Governments make laws but it is the legal system which interprets those laws. Our rights are protected not by the Government but by a legal system that attempts to protect our rights by ensuring those laws are applied equally and fairly to all. So a look at how Governments treat the legal system in this country is a good look at what they think of the people they govern.
Since coming to power last year the Abbott Government has launched two Royal Commissions. The first was the Royal Commission into the Home Insulation Scheme. The estimated cost of that inquiry was $20 million despite the fact that the Royal Commission revealed nothing that that had not already been revealed by several Government, Senate and independent inquiries as well as two full coronial inquiries in NSW and Queensland. The second Royal Commission is into Union Governance and Corruption. Despite the Government claiming this inquiry is based on “serious allegations”, none of the allegations have been revealed. Abbott is merely continuing the anti-union witch-hunt he spent most of his time conducting under the Howard Government. So at least Howard would approve, right?

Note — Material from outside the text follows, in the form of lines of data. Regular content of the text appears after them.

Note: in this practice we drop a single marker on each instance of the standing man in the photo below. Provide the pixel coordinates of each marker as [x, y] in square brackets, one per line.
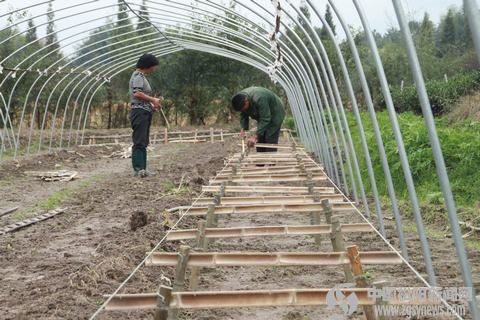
[142, 106]
[264, 106]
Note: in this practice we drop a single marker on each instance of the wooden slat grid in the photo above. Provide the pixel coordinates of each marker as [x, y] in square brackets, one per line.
[305, 193]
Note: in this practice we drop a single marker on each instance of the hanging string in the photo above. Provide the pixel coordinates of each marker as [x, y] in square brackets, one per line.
[47, 72]
[276, 47]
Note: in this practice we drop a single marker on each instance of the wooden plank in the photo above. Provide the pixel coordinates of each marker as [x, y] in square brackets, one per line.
[30, 221]
[266, 208]
[269, 189]
[238, 299]
[8, 211]
[278, 259]
[223, 233]
[269, 178]
[274, 168]
[278, 146]
[269, 199]
[272, 171]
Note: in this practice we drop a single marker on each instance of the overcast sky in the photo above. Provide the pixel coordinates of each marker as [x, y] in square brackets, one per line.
[381, 14]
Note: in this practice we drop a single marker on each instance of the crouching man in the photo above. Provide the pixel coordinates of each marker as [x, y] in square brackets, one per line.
[264, 106]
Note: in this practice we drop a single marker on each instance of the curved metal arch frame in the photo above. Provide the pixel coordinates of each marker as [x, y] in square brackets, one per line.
[300, 90]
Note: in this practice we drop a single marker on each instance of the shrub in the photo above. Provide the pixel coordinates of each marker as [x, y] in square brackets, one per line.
[443, 95]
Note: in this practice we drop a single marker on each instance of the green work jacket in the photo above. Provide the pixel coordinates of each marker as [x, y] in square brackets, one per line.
[265, 107]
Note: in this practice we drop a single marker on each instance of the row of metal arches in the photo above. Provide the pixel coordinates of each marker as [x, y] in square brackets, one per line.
[319, 111]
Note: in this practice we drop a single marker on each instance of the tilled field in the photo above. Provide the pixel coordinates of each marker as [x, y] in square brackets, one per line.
[62, 268]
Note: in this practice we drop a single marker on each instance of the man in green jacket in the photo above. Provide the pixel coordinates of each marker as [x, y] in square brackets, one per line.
[264, 106]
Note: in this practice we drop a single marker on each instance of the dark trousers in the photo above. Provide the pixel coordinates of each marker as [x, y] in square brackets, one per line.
[141, 121]
[270, 136]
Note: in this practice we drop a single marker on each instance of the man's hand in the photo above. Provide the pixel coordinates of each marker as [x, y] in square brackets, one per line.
[252, 141]
[156, 104]
[242, 133]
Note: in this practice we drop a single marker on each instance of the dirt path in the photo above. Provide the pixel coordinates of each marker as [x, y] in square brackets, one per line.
[61, 268]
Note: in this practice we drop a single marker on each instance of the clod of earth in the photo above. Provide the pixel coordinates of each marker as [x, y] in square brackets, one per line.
[138, 220]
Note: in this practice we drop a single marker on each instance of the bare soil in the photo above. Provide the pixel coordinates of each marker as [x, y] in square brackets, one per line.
[62, 268]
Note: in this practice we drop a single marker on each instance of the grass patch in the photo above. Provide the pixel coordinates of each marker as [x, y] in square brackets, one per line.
[56, 199]
[461, 149]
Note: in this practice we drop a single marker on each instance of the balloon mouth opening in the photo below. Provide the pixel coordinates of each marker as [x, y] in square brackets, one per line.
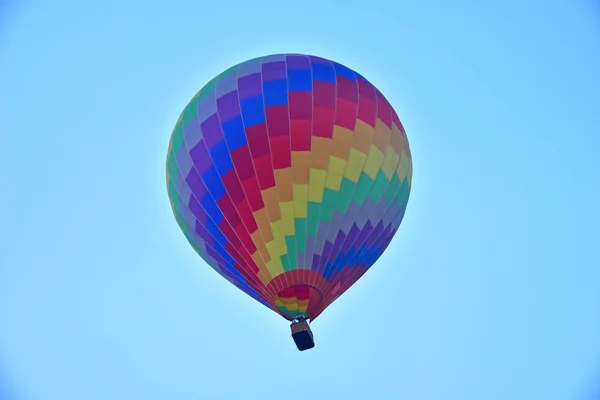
[299, 300]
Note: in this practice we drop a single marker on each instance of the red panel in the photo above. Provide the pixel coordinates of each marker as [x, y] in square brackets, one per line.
[264, 171]
[252, 192]
[246, 215]
[346, 114]
[278, 121]
[229, 211]
[233, 186]
[347, 89]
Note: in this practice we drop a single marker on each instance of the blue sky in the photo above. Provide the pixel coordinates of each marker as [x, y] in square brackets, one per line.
[495, 271]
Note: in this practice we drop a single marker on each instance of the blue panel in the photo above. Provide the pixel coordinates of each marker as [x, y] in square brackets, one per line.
[344, 71]
[300, 80]
[253, 111]
[234, 133]
[213, 184]
[323, 72]
[275, 92]
[215, 232]
[212, 209]
[223, 253]
[221, 159]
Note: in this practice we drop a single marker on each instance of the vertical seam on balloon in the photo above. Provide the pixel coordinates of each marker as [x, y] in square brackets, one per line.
[359, 255]
[306, 253]
[351, 277]
[272, 167]
[328, 268]
[237, 72]
[335, 265]
[273, 289]
[184, 144]
[313, 253]
[289, 137]
[226, 192]
[252, 284]
[392, 220]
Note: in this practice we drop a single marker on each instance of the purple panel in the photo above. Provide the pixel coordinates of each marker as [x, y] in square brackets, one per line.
[250, 86]
[183, 160]
[297, 62]
[195, 184]
[201, 158]
[228, 106]
[249, 67]
[226, 84]
[198, 211]
[192, 133]
[207, 106]
[273, 71]
[212, 132]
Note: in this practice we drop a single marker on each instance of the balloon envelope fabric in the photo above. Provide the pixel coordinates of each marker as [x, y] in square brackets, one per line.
[289, 175]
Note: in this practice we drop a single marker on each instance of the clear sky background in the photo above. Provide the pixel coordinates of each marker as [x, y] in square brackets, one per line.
[490, 290]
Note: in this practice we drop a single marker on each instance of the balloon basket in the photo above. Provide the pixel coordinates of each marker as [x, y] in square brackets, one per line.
[302, 335]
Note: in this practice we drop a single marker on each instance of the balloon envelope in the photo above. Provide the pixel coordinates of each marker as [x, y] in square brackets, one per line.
[289, 175]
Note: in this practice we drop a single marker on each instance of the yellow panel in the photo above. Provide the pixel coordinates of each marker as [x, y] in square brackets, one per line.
[373, 162]
[264, 276]
[390, 162]
[276, 248]
[355, 165]
[317, 185]
[300, 201]
[300, 166]
[262, 220]
[284, 182]
[286, 224]
[335, 173]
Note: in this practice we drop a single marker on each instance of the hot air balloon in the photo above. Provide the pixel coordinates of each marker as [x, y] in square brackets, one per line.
[289, 175]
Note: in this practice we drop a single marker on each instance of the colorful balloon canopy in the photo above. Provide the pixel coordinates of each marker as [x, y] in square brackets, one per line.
[289, 175]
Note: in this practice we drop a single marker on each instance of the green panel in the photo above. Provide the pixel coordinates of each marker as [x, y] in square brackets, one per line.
[290, 242]
[300, 229]
[328, 204]
[285, 261]
[190, 112]
[177, 138]
[392, 190]
[345, 195]
[379, 188]
[172, 166]
[362, 189]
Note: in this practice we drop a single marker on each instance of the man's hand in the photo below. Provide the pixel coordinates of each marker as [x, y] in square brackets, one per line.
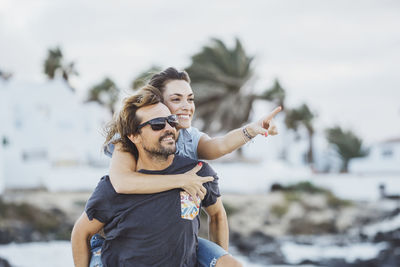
[264, 126]
[193, 184]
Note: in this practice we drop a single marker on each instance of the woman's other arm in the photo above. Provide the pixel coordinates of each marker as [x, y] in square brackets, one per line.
[213, 148]
[81, 233]
[126, 180]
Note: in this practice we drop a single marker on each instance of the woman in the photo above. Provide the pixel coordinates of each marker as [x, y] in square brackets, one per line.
[179, 98]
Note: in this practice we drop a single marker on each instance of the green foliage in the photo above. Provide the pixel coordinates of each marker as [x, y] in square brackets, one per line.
[346, 144]
[302, 116]
[275, 94]
[230, 209]
[105, 93]
[54, 64]
[221, 81]
[142, 79]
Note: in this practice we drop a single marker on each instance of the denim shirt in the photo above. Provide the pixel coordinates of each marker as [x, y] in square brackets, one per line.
[186, 145]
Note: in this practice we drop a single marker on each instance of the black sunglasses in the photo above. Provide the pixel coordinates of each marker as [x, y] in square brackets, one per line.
[158, 124]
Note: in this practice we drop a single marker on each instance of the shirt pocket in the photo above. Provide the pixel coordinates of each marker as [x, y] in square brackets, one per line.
[189, 207]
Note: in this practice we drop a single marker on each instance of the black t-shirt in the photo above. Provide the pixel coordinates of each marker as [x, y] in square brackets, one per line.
[151, 229]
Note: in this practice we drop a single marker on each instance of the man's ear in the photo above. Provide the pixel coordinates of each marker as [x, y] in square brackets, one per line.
[135, 138]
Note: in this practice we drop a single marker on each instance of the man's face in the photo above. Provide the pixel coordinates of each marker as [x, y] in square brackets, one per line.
[158, 143]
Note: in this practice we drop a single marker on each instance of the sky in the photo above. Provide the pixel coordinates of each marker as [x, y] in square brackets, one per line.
[339, 57]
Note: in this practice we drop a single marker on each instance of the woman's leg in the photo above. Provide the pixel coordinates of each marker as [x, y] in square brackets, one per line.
[95, 247]
[210, 254]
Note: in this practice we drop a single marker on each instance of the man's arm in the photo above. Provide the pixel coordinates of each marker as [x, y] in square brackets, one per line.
[81, 233]
[218, 230]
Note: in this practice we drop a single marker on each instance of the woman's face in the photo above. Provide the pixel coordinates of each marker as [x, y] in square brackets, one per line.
[179, 98]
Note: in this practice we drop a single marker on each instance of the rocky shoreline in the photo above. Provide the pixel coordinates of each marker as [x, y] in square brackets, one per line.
[262, 227]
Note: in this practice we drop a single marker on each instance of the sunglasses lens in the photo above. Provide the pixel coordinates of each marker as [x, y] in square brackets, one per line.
[158, 126]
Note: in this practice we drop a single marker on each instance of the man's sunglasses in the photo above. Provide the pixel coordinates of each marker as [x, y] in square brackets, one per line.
[158, 124]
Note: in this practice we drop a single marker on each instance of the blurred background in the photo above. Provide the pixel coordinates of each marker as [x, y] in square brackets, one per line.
[324, 192]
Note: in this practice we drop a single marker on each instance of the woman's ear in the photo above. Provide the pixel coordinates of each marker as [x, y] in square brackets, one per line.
[135, 138]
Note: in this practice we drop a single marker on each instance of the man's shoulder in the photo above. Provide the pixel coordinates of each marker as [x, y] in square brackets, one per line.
[104, 187]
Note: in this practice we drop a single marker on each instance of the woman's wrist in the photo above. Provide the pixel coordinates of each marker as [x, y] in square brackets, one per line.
[249, 131]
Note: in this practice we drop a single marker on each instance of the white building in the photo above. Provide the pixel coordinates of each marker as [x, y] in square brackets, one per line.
[45, 126]
[384, 157]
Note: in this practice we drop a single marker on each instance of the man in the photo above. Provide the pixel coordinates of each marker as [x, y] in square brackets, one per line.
[149, 229]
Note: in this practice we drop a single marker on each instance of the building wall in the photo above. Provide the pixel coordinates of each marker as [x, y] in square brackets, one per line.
[47, 127]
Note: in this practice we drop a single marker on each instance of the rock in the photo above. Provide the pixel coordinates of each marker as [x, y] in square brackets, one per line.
[26, 223]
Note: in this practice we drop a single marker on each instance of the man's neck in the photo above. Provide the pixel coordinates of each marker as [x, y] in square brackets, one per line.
[150, 162]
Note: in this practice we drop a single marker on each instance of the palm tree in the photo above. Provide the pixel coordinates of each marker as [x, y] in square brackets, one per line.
[302, 116]
[142, 79]
[276, 94]
[221, 78]
[346, 144]
[105, 93]
[54, 65]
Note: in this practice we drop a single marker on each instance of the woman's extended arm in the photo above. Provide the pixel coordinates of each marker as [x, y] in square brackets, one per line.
[213, 148]
[126, 180]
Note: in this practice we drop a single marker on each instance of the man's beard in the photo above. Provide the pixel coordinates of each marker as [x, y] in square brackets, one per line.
[162, 152]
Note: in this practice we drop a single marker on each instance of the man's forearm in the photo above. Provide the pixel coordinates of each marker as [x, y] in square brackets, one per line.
[218, 229]
[80, 252]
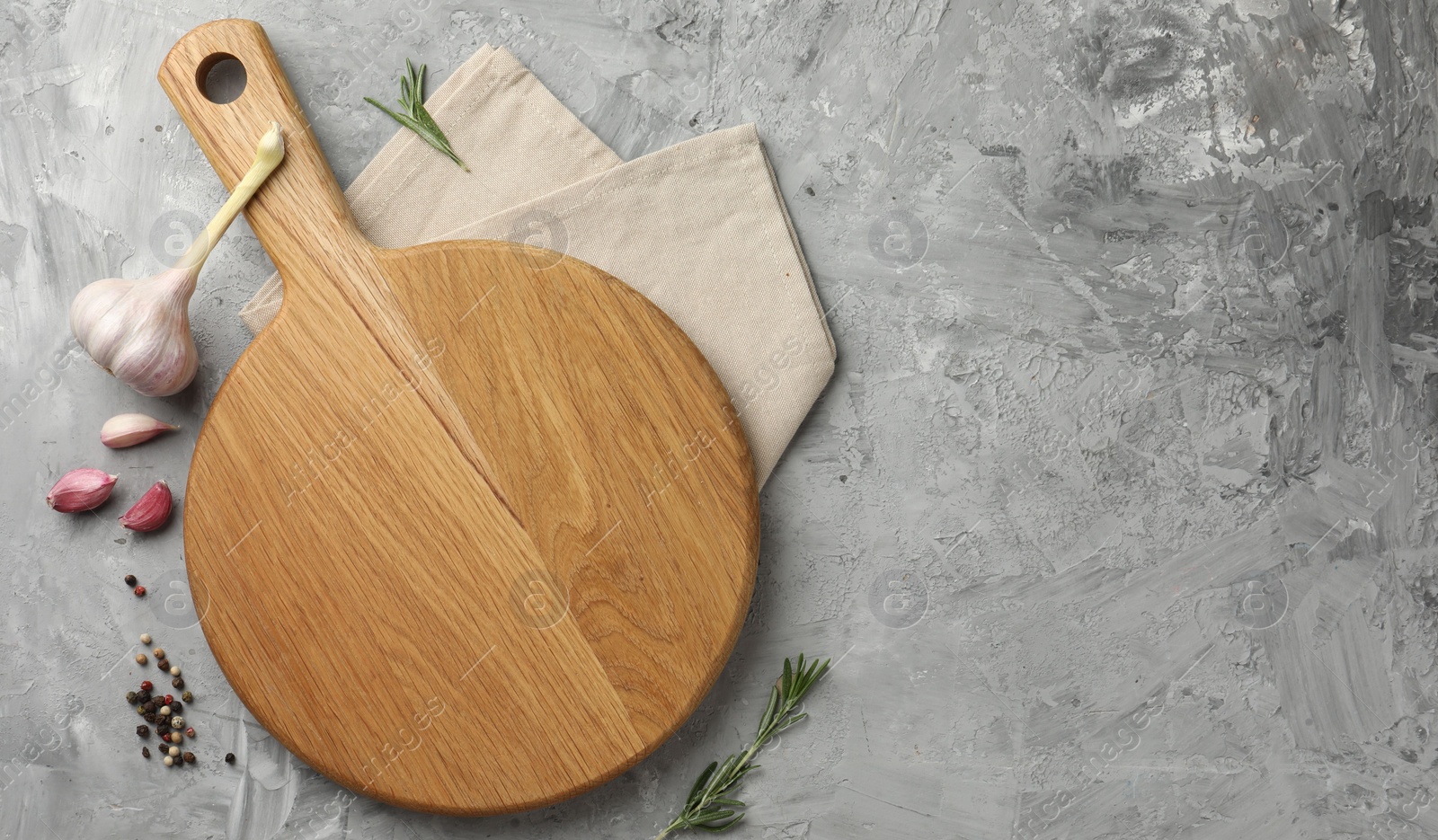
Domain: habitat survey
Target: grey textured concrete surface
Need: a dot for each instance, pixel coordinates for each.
(1118, 514)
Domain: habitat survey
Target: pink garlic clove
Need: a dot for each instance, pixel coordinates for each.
(81, 490)
(151, 511)
(124, 430)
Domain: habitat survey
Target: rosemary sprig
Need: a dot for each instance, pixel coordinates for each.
(416, 119)
(708, 806)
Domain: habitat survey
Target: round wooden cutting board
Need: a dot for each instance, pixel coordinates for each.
(472, 526)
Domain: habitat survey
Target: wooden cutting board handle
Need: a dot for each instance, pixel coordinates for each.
(302, 186)
(465, 481)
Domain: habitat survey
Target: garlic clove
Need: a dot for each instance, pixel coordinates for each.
(81, 490)
(124, 430)
(151, 511)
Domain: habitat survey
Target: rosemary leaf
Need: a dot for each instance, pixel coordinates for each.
(706, 807)
(414, 115)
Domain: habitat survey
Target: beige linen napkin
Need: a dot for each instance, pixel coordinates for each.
(697, 227)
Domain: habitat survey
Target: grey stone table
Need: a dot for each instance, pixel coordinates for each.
(1118, 515)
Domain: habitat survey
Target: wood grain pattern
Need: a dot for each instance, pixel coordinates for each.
(472, 526)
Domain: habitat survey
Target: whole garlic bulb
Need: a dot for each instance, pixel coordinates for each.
(140, 330)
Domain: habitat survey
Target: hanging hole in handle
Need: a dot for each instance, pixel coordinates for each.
(220, 78)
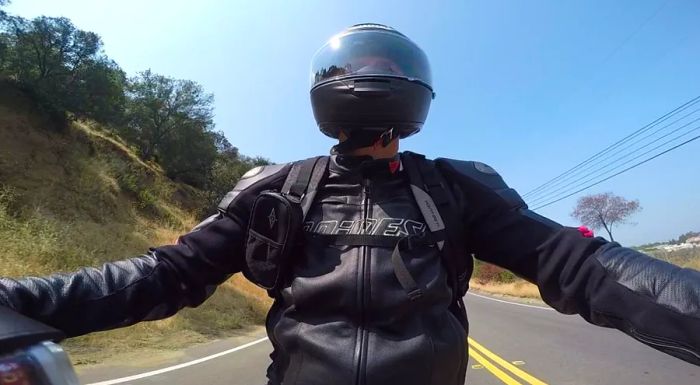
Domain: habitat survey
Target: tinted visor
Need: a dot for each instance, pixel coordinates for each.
(370, 53)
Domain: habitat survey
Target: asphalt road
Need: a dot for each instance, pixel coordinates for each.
(509, 343)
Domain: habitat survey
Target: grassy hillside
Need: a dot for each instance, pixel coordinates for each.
(78, 197)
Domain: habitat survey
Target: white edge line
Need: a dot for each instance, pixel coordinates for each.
(176, 367)
(510, 303)
(217, 355)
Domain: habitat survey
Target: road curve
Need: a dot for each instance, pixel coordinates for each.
(509, 343)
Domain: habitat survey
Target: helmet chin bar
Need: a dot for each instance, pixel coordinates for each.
(360, 138)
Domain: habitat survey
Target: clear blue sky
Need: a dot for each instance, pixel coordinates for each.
(529, 87)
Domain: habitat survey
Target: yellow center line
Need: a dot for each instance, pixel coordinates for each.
(505, 364)
(493, 369)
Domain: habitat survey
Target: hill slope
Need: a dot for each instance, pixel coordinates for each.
(80, 197)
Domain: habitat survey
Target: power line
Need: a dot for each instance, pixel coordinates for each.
(619, 142)
(552, 187)
(548, 195)
(618, 173)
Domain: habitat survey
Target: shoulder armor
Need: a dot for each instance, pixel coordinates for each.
(486, 176)
(261, 177)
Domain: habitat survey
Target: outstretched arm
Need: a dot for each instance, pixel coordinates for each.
(653, 301)
(153, 286)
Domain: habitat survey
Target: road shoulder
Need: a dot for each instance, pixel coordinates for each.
(145, 360)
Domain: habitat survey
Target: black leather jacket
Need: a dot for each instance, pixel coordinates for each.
(342, 317)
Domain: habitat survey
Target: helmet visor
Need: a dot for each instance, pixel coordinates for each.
(370, 53)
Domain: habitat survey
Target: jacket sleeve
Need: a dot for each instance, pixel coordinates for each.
(651, 300)
(152, 286)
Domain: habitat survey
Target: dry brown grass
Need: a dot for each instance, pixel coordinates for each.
(82, 198)
(519, 288)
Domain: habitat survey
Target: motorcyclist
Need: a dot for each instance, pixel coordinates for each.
(342, 314)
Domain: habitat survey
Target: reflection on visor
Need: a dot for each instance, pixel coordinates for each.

“I’m uneasy about the idea of having royal commissions or inquiries into essentially a political decision on which the public has already delivered a verdict, I don’t think you should ever begin to go down the American path of using the law for narrow targeted political purposes. I think the special prosecutions in the US are appalling.”
Okay maybe not, but an investigation into union corruption is bound to increase productivity isn’t it? Let’s hope so, because the $53 million the Government has budgeted for it over the next two years has been directly taken from Employment, Industry, Infrastructure and Regional Development. $53 million the government thinks is better spent on settling old scores than invested in Australia’s future. Then there’s the additional cost of the joint Victorian-Federal task force to further investigate unions, coincidently set up to run at the same time as the Victorian election this month. Unfortunately that won’t leave many resources for the Victorian ombudsman’s investigation into allegedly corrupt political donations in Liberal marginal seats announced today, at least not until after the election.
If there’s one thing this Government is quicker at doing than announcing Royal Commissions into their opponents, it’s ruling out Royal Commissions into their friends. The Independent Commission against Corruption in NSW heard allegation of illegal party donations to the NSW Liberal party resulting in the resignation of 10 NSW government members (including two ministers and the Premier), the resignation of the Federal Assistant Treasurer and allegations of money laundering, involvement by organised crime and corruption at federal level. The Government has made it clear from the outset that none of these allegations will be investigated further.
Politicians covering their tracks are hardly anything new, that’s politics, corrupt politics, but politics nonetheless. We can still expect justice when it comes to corruption in the private sector can’t we? Well no. Earlier this year a bi-partisan Senate committee recommended an investigation into the Commonwealth Bank after it was revealed the bank hired financial advisers for a number of years who provided misleading information and falsified documents. The CBA was found to have violated numerous financial planning laws, did not properly report on the advice given and was criticised for failing to keep investors money separate from the bank’s. An estimated 400,000 investors lost amounts of up to $200,000. While the CBA is still refusing to fork out $6000 for a handwriting expert to determine whether documents were forged, it still found enough money for bonuses of $1.5 million each for the two people in charge of investments and $3 million for the bank’s CEO. Last week economic Boy-Man Mathias Cormann announced there would be no inquiry into corruption allegations against the CBA. The bank’s victims will have to make do with a half-arsed apology and an internal inquiry run by the people it is meant to be investigating.
Coincidently Cormann’s announcement was made on the day that Freya Newman, the person who blew the whistle on Frances Abbott’s suspicious $60,000 scholarship, was originally due to be sentenced for accessing private records. Newman, who has no previous criminal record, has not benefitted financially from her actions and is the only person to be investigated over the scholarship, is now due to be sentenced next month. She is facing up to five years in prison. The Whitehouse $60,000 scholarship is so exclusive it has only been awarded once before; to the daughter of the school’s founder.
Of course no government can claim to have truly subverted the legal system unless it can literally get away with murder. Add that to the list of undesirable achievements for the most repugnant member of this repugnant government, Scott Morrison. Reza Berati was murdered by employees of Scott Morrison’s department on 17 February this year. Thanks to a non-existent Federal Opposition, Morrison has been immune from scrutiny over this incident from the start. Allegations of witness intimidation by department officials have been ignored, federal police and the Department of Immigration have refused to cooperate with PNG police investigating the incident and still no one has been charged.
According to human rights lawyer Julian Burnside, detainees on Manus Island were offered transfer to Australia if they withdrew their witness statements on Berati’s murder. If these allegations are proven it would expose one of the worst examples of perverting the course of justice by any government in Australian history. That can only happen if a full and independent inquiry takes place, which the Government have already ruled out.
When a government uses justice to pursue its enemies and protect its friends it has failed in the most fundamental way. When the Opposition refuses to hold the government to account for its actions it too has failed. As this Government is all too keen to remind us, the Age of Entitlement has ended. Clearly the entitlement to justice is one the first entitlements to go.